Element Path What it does Risk strict balanced
Document JavaScript /Catalog → /Names → /JavaScript Runs JS automatically when the PDF opens (in vulnerable viewers) 🔴 High removed removed
Embedded files /Catalog → /Names → /EmbeddedFiles Hides files (often malware) inside the PDF container 🟡 Medium removed kept
Open action /Catalog → /OpenAction Auto-executes an action when the PDF opens 🔴 High removed removed
Document /AA /Catalog → /AA Auto-executes on navigation events (close, print, etc.) 🔴 High removed removed
XFA forms /Catalog → /AcroForm → /XFA Legacy XML-based forms - long history of CVEs 🔴 High removed removed
Calculation order /Catalog → /AcroForm → /CO Form field calculation order (can trigger JS chains) 🟡 Medium removed kept

Page-level

Element Path What it does Risk strict balanced
Page /AA Each page's /AA Auto-executes on page-level events (open, close) 🟡 Medium removed removed

Annotation-level

Action types

Action /S value What it does Risk strict balanced
/JavaScript Runs JS when the user clicks the annotation 🔴 High removed kept (form calculations)
/Launch Opens an external program (e.g., calc.exe) 🔴 High removed removed
/ImportData Reads external data into form fields 🔴 High removed removed
/SubmitForm Sends form values to a URL 🟡 Medium removed kept
/ResetForm Clears the form 🟡 Medium removed kept
/Rendition Plays media - legacy attack surface 🟡 Medium removed removed
/GoToR Opens another PDF (file:// or http:// - phishing vector) 🔴 High removed removed
/GoToE Opens an embedded file 🟡 Medium removed removed
/Movie Deprecated movie playback - old reader exploits 🟢 Low (deprecated) removed removed
/Sound Deprecated sound playback - same 🟢 Low (deprecated) removed removed

URI scheme filtering (both levels)

/URI actions are not removed (legitimate hyperlinks). But the URL value is checked: if the scheme is dangerous, the action is stripped. This filtering is identical in strict and balanced.

Scheme Action
http://, https://, mailto:, tel:, ftp://, sftp://, news:, nntp:, irc://, magnet: ✅ Kept
javascript: ❌ Removed
file:// ❌ Removed (local file access)
data: ❌ Removed (data URIs, can carry HTML)
vbscript: ❌ Removed
\\server\share (Windows UNC paths) ❌ Removed
//server/share (alternate UNC form) ❌ Removed
Any other unknown scheme ❌ Removed (whitelist approach)
Relative URIs (no scheme) ✅ Kept (usually in-document)

Annotation-level extras

Element What it does strict balanced
/AA on annotation Auto-actions when hovering / focusing / calculating removed kept (form triggers)
/JS on annotation Direct JavaScript attached to annotation removed kept (form calculations)
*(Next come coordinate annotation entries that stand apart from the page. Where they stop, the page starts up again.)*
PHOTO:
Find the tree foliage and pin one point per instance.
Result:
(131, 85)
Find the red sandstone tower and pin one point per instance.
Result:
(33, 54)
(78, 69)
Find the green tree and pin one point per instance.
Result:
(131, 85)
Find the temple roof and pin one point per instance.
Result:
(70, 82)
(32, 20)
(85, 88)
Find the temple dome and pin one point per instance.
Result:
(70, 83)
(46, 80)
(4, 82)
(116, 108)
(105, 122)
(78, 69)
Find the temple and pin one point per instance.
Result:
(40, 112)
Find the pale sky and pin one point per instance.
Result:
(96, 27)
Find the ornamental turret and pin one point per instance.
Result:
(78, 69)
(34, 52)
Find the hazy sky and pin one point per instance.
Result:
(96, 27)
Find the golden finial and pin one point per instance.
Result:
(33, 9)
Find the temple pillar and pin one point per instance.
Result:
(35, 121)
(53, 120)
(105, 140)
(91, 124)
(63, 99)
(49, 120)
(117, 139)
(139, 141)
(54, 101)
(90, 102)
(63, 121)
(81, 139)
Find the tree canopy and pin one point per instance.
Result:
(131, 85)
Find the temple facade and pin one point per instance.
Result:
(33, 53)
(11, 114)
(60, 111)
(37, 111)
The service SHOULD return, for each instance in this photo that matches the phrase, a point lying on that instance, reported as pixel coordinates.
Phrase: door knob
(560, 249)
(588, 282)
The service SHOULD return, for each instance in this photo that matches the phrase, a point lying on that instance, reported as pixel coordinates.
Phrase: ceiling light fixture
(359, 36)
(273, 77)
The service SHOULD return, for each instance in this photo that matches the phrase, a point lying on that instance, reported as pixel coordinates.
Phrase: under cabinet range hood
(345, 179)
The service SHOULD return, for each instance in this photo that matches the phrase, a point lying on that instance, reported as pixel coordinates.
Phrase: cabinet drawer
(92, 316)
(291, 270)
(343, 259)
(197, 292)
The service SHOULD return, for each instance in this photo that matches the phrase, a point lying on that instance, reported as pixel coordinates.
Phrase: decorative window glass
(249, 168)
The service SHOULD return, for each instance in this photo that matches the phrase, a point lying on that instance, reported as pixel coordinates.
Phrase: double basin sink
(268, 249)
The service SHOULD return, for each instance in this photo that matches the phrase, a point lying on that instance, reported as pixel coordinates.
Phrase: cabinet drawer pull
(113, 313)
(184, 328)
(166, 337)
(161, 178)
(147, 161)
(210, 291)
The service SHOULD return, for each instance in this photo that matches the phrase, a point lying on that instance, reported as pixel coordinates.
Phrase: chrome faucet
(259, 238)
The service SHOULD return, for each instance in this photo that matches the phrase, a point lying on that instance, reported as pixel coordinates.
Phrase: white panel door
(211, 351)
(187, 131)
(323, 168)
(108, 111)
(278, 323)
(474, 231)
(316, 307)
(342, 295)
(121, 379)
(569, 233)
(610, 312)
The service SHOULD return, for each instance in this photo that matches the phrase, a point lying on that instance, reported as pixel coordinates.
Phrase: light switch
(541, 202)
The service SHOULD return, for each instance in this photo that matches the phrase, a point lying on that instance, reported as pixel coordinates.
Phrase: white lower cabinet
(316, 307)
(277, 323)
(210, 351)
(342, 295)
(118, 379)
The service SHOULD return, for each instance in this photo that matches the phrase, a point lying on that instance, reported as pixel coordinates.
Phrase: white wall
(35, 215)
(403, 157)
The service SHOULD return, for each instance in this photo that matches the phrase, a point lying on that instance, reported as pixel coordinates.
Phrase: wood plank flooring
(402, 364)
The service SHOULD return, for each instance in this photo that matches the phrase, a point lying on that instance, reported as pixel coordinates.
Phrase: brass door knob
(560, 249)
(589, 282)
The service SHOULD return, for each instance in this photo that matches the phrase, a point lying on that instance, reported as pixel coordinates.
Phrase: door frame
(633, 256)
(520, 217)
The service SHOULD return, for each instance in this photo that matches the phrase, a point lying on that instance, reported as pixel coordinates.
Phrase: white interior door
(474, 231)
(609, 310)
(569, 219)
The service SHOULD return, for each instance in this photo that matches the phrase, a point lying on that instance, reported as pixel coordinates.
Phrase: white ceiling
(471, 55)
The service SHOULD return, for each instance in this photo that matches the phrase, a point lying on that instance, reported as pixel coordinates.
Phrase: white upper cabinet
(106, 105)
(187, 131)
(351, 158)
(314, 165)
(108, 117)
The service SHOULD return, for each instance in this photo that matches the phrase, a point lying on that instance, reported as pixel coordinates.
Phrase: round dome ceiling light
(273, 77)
What is preserved (both levels)

pdf-defang is non-destructive to visible content:

  • All text, images, and layout
  • Standard form fields (filled values stay intact)
  • Bookmarks, table of contents, page labels
  • Document metadata (Author, Title, Subject, Keywords)
  • Standard link annotations to mailto: / http(s): URLs
  • Document structure, page count, page order
  • Encryption (when password provided)

A PDF passing through pdf-defang looks identical to a human reader, just without the executable surface.

When to pick which level

  • strict - the default. Use when accepting PDFs from anyone you don't know: public upload forms, email attachments, customer file shares. Form interactivity is sacrificed for safety, but every viewer still displays the document content normally.
  • balanced - opt in only when forms must actually work end-to-end (calculator buttons, "Submit" buttons, format/validate triggers) and you've vetted the source. Tax returns, expense reports, and similar internal documents are typical examples.